Le chanvre, c’est quatre mois de pousse avec très peu d’eau, y compris en saison chaude.

L’import de produits à base de cannabidiol (CBD) pour soulager les malades semble faire consensus. La culture de la plante sera plus difficile à faire accepter…

Il faudra de la pédagogie et surtout du contrôle. C’est toute une filière à mettre en place, avec une culture sous licence, une déclaration au haut-commissariat, etc. Ce n’est pas simple. On ne veut surtout pas que ce soit mal fait, mal perçu, et devoir tout recommencer. Si les portes se ferment, elles se fermeront pour une vingtaine d’années.

Si on ne demande pas l’autorisation d’import de fleurs de chanvre, c’est justement pour éviter les confusions. Beaucoup de gens confondent encore le chanvre, le CBD et le cannabis récréatif.
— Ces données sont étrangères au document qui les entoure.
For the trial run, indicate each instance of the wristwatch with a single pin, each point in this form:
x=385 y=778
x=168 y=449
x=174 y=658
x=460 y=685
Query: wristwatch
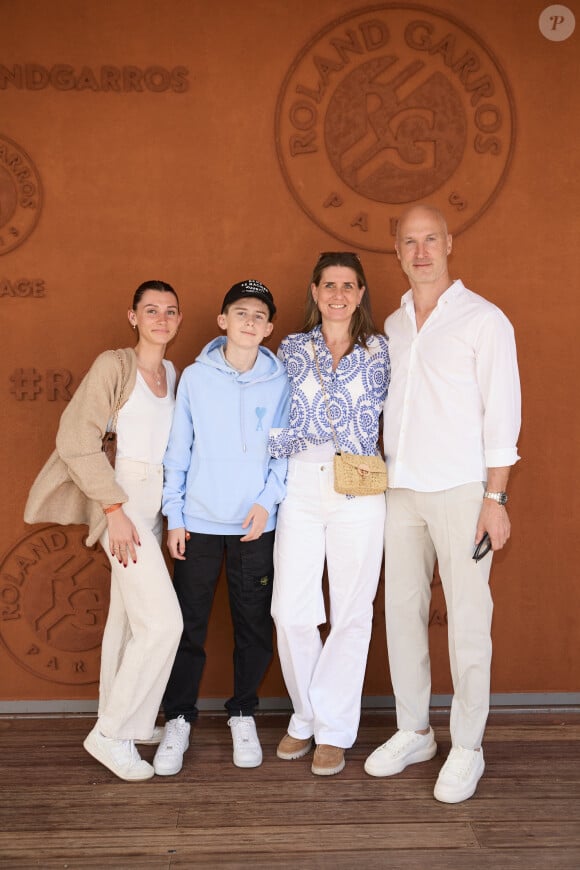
x=499 y=497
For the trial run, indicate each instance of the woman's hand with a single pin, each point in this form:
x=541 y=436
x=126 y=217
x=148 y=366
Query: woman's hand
x=176 y=539
x=123 y=537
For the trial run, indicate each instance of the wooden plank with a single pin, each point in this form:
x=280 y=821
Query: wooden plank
x=242 y=841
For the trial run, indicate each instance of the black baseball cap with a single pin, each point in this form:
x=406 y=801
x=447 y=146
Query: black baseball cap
x=249 y=288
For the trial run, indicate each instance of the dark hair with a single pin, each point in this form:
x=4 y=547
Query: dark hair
x=362 y=325
x=161 y=286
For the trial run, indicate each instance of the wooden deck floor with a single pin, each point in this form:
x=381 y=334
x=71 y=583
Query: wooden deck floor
x=60 y=808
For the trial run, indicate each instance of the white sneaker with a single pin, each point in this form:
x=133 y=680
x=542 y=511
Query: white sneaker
x=459 y=775
x=155 y=739
x=169 y=757
x=247 y=749
x=120 y=756
x=404 y=747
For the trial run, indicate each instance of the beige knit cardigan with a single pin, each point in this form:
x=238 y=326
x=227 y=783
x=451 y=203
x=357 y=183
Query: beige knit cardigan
x=77 y=480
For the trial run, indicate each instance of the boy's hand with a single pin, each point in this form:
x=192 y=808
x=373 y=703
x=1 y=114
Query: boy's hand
x=257 y=518
x=176 y=539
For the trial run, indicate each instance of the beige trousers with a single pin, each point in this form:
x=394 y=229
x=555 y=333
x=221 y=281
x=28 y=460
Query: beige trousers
x=144 y=623
x=422 y=527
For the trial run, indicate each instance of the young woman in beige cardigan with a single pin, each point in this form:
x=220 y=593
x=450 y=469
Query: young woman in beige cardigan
x=121 y=507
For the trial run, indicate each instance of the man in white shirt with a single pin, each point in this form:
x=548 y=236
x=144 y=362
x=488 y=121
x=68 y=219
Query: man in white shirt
x=451 y=423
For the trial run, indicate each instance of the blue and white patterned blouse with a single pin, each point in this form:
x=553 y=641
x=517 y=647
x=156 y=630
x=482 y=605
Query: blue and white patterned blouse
x=356 y=392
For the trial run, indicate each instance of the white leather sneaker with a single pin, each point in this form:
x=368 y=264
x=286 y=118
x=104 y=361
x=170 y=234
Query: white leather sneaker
x=120 y=756
x=247 y=749
x=169 y=757
x=404 y=747
x=458 y=778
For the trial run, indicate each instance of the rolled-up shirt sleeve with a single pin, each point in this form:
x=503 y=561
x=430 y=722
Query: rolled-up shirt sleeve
x=499 y=382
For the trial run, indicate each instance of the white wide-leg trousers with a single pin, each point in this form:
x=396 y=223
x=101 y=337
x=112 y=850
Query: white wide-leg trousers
x=420 y=528
x=144 y=623
x=325 y=681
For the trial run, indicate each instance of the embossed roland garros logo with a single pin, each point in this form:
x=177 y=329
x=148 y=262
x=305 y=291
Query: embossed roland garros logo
x=389 y=106
x=20 y=195
x=54 y=598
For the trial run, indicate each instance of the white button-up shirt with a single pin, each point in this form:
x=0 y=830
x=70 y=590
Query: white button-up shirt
x=453 y=408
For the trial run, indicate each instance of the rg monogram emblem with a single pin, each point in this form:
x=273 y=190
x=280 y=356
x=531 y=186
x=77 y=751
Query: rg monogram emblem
x=388 y=106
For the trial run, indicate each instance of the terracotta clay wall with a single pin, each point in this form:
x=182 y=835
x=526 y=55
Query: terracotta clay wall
x=204 y=143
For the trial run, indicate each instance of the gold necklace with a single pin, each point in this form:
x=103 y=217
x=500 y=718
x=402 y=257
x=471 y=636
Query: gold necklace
x=156 y=375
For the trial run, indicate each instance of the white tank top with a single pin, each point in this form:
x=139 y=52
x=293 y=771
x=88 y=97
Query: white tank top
x=144 y=421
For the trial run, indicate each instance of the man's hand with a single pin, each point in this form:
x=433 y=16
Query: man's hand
x=494 y=520
x=257 y=518
x=176 y=539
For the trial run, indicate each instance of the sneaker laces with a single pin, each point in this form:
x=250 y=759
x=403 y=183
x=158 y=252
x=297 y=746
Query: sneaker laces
x=176 y=733
x=401 y=741
x=242 y=729
x=125 y=752
x=460 y=762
C’est comme si on confondait l’eau, le soda et l’alcool.

Comment imaginez-vous l’“Ocef du chanvre” ?

On ne veut pas que ce soit totalement public. Le mille-feuille administratif est un frein à l’économie. En France, il y a des Scic [sociétés coopératives d’intérêt collectif, NDLR], qui permettent d’avoir trois collèges de décideurs : les financeurs, qui seraient les institutions publiques, les agriculteurs et les employés de cette coopérative. L’autre avantage, c’est que les agriculteurs peuvent toucher des dividendes.

Le chanvre industriel se plante comme du maïs, sur de grandes étendues

Comment s’organisent les deux sous-filières, industrie et CBD ?

Le chanvre industriel se plante comme du maïs, sur de grandes étendues, avec des plantes de trois mètres de haut, sans fleurs, récoltées à la moissonneuse batteuse puis défibrées par une coopérative. Pour le CBD, la valeur ajoutée est beaucoup plus élevée, mais ce serait un petit marché local.

Ce sont de petites plantes dont on va utiliser la fleur. La culture sous serre donne un espace géographiquement délimité, évite la poussière ambiante et la contamination aux métaux lourds par le sol. Il faut un contrat avec un laboratoire afin de faire des extractions des cannabinoïdes et des analyses, pour obtenir une huile qui s’ingère.

Quel est l’investissement nécessaire ?

Si on voulait se lancer tout de suite, il faudrait une défibreuse à 30 millions. On a un labo de contrôle au CHT, un labo d’analyses à l’Université, deux labos d’extraction du santal et de la vanille. On a déjà des outils et des compétences. Mais il faut aussi créer un office de régulation et c’est plus coûteux : il faut embaucher, faire venir des formateurs… On arriverait à une centaine de millions pour la première année.

Pourquoi ne croyez-vous pas à l’export du CBD?

C’est un marché très concurrentiel, avec de grands pays comme l’Australie. Et puis, on a une terre faite pour les cannabinoïdes, pour des plantes fortes en THC, pas en CBD. Ce serait un avantage pour le cannabis médical puisque c’est le THC qui est recherché. Là, il y a un vrai potentiel. Il faudrait peut- être un modèle où on autoriserait simplement l’export.

Mais notre priorité, c’est de développer la production locale, que ce soit de CBD ou de chanvre. On veut faire par les Calédoniens et pour les Calédoniens. J’ai grandi à Houaïlou, et c’est toujours comme ça : on fait d’abord chez nous, et après, on va montrer aux autres.